The 2nd Commandment is VERY Clear!

        Cromwell had the right of it!

        And, YES, that includes NOT celebrating Christmas as the birth of Christ! Most people have always been aware that ‘religious authorities’ had usurped a ‘Pagan’ holiday and assigned it as the time to ‘worship’ Jesus’ birth to Mary… But NOWHERE are we ever Instructed to do so, nor even told when it might have actually been! I have no issue with celebrating Peace, Love, Joy, and Fellowship at that time of year. And if it helps people to think more about Christ and God I see no problem in that either! But as I have said innumerable times, it is Not by the Birth of Christ that we are saved but by His Death… AND Resurrection!

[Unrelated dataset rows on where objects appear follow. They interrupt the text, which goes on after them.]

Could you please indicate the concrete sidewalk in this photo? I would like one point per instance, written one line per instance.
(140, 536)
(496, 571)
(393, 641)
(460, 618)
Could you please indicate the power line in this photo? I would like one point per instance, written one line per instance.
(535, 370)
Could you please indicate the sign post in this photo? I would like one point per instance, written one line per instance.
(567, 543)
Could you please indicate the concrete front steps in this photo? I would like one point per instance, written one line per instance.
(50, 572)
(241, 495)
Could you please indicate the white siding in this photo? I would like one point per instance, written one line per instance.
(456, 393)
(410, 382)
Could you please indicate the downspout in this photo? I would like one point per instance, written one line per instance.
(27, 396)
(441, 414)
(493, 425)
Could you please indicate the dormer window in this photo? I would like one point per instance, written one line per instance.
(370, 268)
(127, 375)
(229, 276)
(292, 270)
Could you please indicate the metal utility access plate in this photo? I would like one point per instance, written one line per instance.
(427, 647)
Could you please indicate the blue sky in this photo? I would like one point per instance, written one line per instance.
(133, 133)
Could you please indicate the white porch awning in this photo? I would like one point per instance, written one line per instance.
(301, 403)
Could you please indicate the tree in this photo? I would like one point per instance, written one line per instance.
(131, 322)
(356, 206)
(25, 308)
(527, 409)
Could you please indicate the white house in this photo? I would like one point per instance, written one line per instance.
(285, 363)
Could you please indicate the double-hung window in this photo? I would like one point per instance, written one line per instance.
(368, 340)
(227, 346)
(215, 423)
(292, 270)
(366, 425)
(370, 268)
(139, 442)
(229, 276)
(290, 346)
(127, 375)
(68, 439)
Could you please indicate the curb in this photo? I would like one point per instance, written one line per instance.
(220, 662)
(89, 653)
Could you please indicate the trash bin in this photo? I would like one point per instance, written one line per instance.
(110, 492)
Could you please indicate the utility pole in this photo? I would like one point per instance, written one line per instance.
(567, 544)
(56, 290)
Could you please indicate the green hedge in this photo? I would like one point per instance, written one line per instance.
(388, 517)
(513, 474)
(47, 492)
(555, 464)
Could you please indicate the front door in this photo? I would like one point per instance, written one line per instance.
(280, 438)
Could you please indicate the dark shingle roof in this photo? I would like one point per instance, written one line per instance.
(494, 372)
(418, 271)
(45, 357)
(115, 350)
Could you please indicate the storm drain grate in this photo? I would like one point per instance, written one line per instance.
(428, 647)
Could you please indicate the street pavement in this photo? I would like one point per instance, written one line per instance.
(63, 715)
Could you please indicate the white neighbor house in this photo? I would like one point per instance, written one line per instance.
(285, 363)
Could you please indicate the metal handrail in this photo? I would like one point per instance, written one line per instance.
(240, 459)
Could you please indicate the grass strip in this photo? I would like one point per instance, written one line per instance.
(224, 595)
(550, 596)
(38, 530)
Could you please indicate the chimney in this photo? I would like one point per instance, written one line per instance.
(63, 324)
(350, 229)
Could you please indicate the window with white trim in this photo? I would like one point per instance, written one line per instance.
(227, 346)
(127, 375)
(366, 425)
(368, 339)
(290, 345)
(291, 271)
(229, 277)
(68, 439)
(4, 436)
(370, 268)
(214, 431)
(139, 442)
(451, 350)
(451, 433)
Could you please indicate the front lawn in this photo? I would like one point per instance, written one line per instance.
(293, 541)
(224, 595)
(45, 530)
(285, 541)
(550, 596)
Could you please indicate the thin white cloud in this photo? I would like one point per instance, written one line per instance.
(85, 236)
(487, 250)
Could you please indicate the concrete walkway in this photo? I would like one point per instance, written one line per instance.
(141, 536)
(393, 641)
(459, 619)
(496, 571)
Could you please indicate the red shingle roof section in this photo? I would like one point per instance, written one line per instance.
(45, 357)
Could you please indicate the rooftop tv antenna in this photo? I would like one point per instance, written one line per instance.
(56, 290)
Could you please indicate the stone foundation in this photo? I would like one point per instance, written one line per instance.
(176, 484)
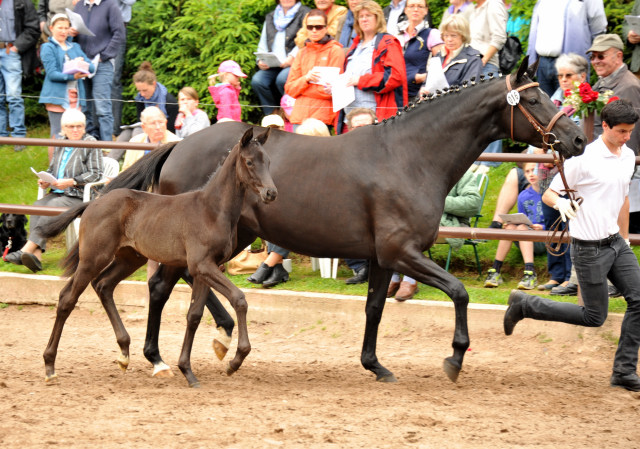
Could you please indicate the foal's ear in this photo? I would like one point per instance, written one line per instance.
(246, 138)
(262, 138)
(523, 69)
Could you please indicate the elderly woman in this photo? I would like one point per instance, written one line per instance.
(278, 37)
(571, 68)
(375, 65)
(305, 82)
(419, 42)
(72, 168)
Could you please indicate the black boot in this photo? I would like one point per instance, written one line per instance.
(278, 275)
(362, 276)
(262, 273)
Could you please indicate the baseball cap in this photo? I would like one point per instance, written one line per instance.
(604, 42)
(231, 67)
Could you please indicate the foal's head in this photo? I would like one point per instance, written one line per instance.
(252, 166)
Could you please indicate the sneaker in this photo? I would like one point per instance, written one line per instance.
(529, 281)
(493, 278)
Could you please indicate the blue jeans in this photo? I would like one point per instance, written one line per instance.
(559, 267)
(547, 75)
(99, 113)
(269, 86)
(11, 93)
(594, 264)
(496, 145)
(116, 87)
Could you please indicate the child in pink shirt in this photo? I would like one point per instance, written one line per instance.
(225, 92)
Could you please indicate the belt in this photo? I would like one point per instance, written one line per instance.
(597, 243)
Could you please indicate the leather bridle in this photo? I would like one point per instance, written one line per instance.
(513, 98)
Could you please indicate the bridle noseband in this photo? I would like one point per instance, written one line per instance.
(513, 98)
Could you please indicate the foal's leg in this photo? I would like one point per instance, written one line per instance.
(125, 264)
(379, 279)
(419, 267)
(224, 322)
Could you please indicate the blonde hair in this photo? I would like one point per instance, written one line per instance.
(313, 127)
(455, 23)
(376, 10)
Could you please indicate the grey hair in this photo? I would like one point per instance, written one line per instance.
(573, 61)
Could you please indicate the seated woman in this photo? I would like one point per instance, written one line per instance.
(305, 82)
(278, 37)
(190, 119)
(530, 204)
(72, 168)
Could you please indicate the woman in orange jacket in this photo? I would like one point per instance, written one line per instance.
(306, 82)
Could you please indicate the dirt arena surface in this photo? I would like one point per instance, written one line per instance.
(302, 386)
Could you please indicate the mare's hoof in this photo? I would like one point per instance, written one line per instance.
(451, 368)
(387, 378)
(51, 380)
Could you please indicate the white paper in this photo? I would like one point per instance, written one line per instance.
(341, 94)
(271, 59)
(78, 23)
(634, 23)
(45, 176)
(327, 75)
(435, 76)
(518, 218)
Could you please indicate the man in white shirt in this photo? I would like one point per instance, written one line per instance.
(601, 177)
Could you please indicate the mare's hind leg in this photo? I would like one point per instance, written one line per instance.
(125, 264)
(376, 298)
(419, 267)
(224, 322)
(67, 301)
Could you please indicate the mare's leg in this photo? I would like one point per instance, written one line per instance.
(379, 279)
(419, 267)
(125, 264)
(209, 273)
(224, 321)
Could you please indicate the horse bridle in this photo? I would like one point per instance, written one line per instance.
(513, 98)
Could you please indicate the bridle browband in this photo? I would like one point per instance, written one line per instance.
(558, 159)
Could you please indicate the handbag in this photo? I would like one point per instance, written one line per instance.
(247, 261)
(510, 54)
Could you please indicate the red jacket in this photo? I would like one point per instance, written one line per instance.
(311, 99)
(388, 77)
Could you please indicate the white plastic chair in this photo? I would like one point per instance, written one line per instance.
(110, 170)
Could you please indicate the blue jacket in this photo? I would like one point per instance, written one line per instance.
(54, 88)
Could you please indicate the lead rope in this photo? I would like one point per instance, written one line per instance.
(513, 98)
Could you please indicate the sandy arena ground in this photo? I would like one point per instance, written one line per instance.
(302, 386)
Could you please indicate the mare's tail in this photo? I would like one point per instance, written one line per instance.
(145, 173)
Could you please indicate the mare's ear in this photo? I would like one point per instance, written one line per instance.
(246, 138)
(522, 70)
(262, 138)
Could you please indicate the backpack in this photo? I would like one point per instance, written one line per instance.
(510, 54)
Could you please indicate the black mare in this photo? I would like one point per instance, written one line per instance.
(123, 228)
(375, 193)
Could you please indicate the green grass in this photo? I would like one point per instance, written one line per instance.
(18, 186)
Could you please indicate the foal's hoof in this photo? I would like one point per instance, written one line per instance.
(51, 380)
(387, 378)
(451, 368)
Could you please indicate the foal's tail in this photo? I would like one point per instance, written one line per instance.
(145, 173)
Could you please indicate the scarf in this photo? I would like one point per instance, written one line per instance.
(347, 35)
(281, 20)
(159, 98)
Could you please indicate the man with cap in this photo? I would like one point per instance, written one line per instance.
(558, 27)
(613, 74)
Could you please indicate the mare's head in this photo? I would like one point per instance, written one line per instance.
(252, 165)
(531, 117)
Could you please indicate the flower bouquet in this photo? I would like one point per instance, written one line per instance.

        Cromwell had the right of it!

        I have always maintained that the ‘Ten Commandments’, as we have learned them, are the building blocks of any successful civilization… But they are Also the Commandments of God!! His Son, Jesus, condensed them down to two. In the 12th chapter of Mark we read how, “One of the teachers of the law came and heard them debating. Noticing that Jesus had given them a good answer, he asked him, “Of all the commandments, which is the most important?”

“The most important one,” answered Jesus, “is this: ‘Hear, O Israel, the Lord our God, the Lord is one.   Love the Lord your God with all your heart and with all your soul and with all your mind and with all your strength.’  The second is this: ‘Love your neighbor as yourself.’ There is no commandment greater than these.”

        What about all of the other commandments that God gave us through Moses? If we obey these two commandments from Jesus we obey ALL of the others by default!

        Yes, Cromwell had the right of it! We MUST return to the simple but thorough truths given us by God and His Son, Jesus through all of the many prophets and peoples that both have worked through over the centuries! To attempt to add to or detract from these truths is to go against the Word… and the Will… of God!